CAPÍTULO 16
Fui corriendo detrás de Mystery, que bajaba la escalera lentamente, como un autómata. Lo adelanté y lo detuve en el portal.
—Venga —le dije al tiempo que le tiraba de la manga—. Volvamos arriba. He hablado con tu hermana. Va a venir a por ti.
Él vaciló unos instantes, como si no supiera si debía creerme. Se comportaba con completa sumisión. Con continuas palabras de ánimo, conseguí que regresara al apartamento. Una vez allí, volví a llamar a su familia, usando el número de teléfono que me había dado Patricia.
Todo irá bien mientras no conteste su padre, me dije.
Contestó la hermana de Mystery. Me dijo que estaría ahí en media hora.
Mystery se había sentado en el futón que tenía en la cocina. Las pastillas para dormir debían de estar empezando a hacer efecto, pues, con la mirada perdida, comenzó a farfullar frases inconexas sobre la teoría de la evolución, la memética y distintos patrones de sargeo. Cada frase acababa siempre con las mismas palabras: «inútil» o «Fubar».

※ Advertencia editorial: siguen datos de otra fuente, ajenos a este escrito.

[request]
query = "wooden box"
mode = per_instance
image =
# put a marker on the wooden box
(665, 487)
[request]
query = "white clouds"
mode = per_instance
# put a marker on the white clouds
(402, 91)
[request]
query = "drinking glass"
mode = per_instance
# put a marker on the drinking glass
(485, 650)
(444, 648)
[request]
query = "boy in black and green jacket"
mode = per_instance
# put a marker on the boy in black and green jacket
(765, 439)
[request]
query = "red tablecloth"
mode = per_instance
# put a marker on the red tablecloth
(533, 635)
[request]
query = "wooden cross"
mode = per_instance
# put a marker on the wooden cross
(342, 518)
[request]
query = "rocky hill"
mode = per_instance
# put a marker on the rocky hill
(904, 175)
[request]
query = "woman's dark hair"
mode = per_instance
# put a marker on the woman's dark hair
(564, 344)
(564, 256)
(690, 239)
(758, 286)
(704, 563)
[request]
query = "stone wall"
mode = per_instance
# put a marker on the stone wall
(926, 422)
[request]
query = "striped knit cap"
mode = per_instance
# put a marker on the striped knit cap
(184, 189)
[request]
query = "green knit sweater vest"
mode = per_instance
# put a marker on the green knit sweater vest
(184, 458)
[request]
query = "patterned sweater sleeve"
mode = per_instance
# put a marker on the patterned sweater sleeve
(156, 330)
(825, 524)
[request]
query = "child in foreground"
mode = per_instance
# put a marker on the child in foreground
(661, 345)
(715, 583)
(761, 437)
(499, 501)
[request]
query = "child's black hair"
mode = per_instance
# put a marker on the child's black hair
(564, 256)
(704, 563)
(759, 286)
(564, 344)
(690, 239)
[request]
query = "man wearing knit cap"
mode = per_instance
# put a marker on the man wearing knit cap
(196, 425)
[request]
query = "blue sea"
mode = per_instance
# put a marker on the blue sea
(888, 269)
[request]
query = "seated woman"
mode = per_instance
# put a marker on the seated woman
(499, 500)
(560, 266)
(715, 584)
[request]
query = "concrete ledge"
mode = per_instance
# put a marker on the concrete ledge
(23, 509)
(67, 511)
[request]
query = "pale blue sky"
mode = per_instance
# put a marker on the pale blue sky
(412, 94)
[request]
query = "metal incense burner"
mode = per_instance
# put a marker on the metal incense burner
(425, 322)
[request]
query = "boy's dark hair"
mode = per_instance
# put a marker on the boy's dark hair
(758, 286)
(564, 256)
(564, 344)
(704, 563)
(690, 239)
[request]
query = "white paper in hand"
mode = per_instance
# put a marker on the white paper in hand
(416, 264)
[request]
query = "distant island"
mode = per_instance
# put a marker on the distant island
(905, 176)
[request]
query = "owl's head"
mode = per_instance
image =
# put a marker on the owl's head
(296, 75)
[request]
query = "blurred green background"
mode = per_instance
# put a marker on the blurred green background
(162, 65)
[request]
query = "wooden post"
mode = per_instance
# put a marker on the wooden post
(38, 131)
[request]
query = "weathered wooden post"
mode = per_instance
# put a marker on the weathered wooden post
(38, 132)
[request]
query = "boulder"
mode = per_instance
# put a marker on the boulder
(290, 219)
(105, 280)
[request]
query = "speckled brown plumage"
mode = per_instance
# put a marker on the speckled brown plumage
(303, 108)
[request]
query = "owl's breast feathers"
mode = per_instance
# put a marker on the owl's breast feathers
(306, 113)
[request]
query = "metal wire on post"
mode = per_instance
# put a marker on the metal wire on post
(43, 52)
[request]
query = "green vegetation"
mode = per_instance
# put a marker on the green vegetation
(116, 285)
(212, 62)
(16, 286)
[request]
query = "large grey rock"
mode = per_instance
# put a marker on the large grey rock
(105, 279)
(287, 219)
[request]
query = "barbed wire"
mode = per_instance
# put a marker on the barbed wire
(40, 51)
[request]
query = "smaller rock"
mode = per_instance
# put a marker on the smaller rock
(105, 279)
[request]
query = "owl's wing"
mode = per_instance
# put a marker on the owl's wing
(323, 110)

Su hermana entró en el apartamento seguida de su madre. Al ver a Mystery, las dos se quedaron pálidas.
—No sabía que estuviera tan mal —comentó Martina.
Mientras su madre lo ayudaba a bajar la escalera, Martina le preparó una pequeña maleta. Él se dejaba llevar dócilmente, ajeno al mundo que lo rodeaba.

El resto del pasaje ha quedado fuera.